The Twitter fallacy that’s good for democracy

Today the Denver Post gifts us with a gee-whiz article about a gee-whiz phenomenon: Politicians are using Twitter!

Yes, they are. And they have been for half a year. Even that public relations ticking time bomb state Sen. Dave Schultheis is tweeting!

Seriously. I mean did Post reporter Michael Riley really mean to write this?

John McCain managed to shape debate on the omnibus budget bill recently with blistering Twitter missives and top-10 lists on wasteful spending, helped by media fascination with a tech-savvy septuagenarian senator.

“Media fascination with a tech-savvy septuagenarian senator?” He’s talking about John McCain, who up until at least last November didn’t use the Internet and had staffers checking “the e-mail.” Twitter is not techy! John McCain is texting on his phone. That’s all there is really to tweeting. He’s not writing software. He’s not tech-savvy.

This may be overstating — but only by a little and mostly just for fun — but the media’s presenting twittering as tech-savvy-ness and Riley’s repeating it is more evidence of what’s wrong with journalism.

Twittering is fairly new, at least in its widespread adoption, and has spurred some compelling developments. It is becoming, for example, an important taste-making medium, a great aggregating tool people use to cut a path in the information jungle.

But tweets are also rapid, loose, unedited and part of an expanding and uncontrollable twittersphere. Right now that’s what’s interesting about politics and Twitter. If we can keep playing on the vanity of politicians — calling them tech-savvy for using Twitter and subscribing to their Twitter feeds — all the better.

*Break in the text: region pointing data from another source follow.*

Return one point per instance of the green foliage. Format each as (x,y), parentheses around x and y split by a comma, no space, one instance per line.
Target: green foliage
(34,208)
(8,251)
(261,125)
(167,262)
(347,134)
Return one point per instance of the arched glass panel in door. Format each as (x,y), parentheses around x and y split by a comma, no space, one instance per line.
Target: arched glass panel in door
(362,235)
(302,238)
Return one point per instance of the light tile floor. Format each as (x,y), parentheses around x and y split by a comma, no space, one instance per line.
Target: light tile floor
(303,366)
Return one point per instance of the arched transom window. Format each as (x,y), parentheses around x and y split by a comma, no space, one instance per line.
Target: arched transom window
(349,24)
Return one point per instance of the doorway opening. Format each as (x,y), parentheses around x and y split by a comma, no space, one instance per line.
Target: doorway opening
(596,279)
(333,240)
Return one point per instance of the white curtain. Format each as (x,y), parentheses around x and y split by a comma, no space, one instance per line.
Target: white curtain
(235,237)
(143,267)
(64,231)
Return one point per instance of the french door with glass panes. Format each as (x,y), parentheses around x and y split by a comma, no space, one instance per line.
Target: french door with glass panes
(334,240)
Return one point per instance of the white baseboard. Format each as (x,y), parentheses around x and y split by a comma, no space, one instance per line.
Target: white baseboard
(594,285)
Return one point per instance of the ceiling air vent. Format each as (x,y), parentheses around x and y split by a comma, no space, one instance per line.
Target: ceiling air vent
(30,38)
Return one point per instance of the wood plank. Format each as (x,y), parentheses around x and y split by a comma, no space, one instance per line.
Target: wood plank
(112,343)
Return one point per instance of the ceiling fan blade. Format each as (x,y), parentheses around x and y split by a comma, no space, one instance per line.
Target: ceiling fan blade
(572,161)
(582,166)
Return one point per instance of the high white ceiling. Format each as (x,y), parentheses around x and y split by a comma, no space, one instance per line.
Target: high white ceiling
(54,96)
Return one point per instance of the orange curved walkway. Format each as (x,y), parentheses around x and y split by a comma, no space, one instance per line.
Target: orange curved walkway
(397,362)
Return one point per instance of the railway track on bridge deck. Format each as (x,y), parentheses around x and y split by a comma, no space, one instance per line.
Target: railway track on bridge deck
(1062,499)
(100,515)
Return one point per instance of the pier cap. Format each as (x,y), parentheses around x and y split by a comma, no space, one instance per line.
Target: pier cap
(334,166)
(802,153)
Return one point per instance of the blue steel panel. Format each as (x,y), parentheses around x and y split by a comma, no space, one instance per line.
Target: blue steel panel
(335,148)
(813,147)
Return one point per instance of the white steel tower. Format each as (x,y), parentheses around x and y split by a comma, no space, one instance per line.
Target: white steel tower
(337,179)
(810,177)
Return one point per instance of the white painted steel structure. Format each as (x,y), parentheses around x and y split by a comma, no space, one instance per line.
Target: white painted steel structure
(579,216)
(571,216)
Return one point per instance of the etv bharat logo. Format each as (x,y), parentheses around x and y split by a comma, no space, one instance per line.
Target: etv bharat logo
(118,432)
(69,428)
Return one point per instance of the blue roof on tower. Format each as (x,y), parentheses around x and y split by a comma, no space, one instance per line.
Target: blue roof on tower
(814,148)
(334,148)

It was a tweet, for example, that sparked the recent and rich David Sirota / U.S. Sen. Michael Bennet / Wendy Norris blog fire!

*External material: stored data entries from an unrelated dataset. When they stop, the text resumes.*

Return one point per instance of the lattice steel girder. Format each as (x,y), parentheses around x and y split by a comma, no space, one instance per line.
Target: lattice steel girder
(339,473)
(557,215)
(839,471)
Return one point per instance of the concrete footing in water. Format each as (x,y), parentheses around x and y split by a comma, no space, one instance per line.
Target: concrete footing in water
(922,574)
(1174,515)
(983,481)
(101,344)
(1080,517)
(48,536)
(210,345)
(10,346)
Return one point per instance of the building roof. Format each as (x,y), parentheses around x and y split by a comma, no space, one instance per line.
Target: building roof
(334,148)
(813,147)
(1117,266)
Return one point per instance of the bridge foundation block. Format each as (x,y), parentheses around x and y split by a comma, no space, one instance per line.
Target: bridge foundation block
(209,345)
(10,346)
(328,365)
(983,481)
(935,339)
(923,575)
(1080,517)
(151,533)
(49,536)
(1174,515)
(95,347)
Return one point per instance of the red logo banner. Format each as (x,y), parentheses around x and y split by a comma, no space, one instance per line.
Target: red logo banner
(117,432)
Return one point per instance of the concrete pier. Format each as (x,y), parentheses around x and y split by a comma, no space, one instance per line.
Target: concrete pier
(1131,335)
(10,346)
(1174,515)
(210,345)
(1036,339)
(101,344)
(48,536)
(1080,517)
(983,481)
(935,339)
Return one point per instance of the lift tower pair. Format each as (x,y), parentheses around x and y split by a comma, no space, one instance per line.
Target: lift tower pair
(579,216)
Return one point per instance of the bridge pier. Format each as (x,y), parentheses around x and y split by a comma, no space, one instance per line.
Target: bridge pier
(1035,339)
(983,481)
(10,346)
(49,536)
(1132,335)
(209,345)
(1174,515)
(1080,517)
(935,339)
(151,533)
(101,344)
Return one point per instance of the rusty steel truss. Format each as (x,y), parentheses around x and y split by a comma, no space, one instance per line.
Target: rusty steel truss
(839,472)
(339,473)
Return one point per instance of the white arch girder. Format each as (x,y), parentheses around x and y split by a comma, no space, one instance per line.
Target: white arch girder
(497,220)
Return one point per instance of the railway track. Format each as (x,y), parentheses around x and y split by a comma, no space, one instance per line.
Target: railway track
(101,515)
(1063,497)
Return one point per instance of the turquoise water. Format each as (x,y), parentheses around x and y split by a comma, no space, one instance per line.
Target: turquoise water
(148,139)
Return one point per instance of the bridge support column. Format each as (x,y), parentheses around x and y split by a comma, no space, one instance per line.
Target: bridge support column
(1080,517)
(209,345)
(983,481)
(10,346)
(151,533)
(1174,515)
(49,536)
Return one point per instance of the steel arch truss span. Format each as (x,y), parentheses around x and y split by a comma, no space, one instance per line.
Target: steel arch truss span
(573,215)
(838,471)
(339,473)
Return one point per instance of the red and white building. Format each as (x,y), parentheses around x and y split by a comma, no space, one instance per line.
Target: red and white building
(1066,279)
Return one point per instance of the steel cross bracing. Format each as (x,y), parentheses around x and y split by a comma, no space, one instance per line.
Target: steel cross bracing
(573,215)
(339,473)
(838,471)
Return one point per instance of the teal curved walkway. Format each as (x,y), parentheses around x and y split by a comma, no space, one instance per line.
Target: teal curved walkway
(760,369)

This is how it happened for Sirota:

Check out this Twitter note I caught from Chris Cillizza, the Washington Post blogger, just now:

“Just back from lunch with Sen. Bennet (Colo.).”

So evidently, Bennet has no time to get on the phone and join a public, 50,000-watt forum for tens of thousands of Colorado voters, but plenty of time to lunch with a Washington Post blogger.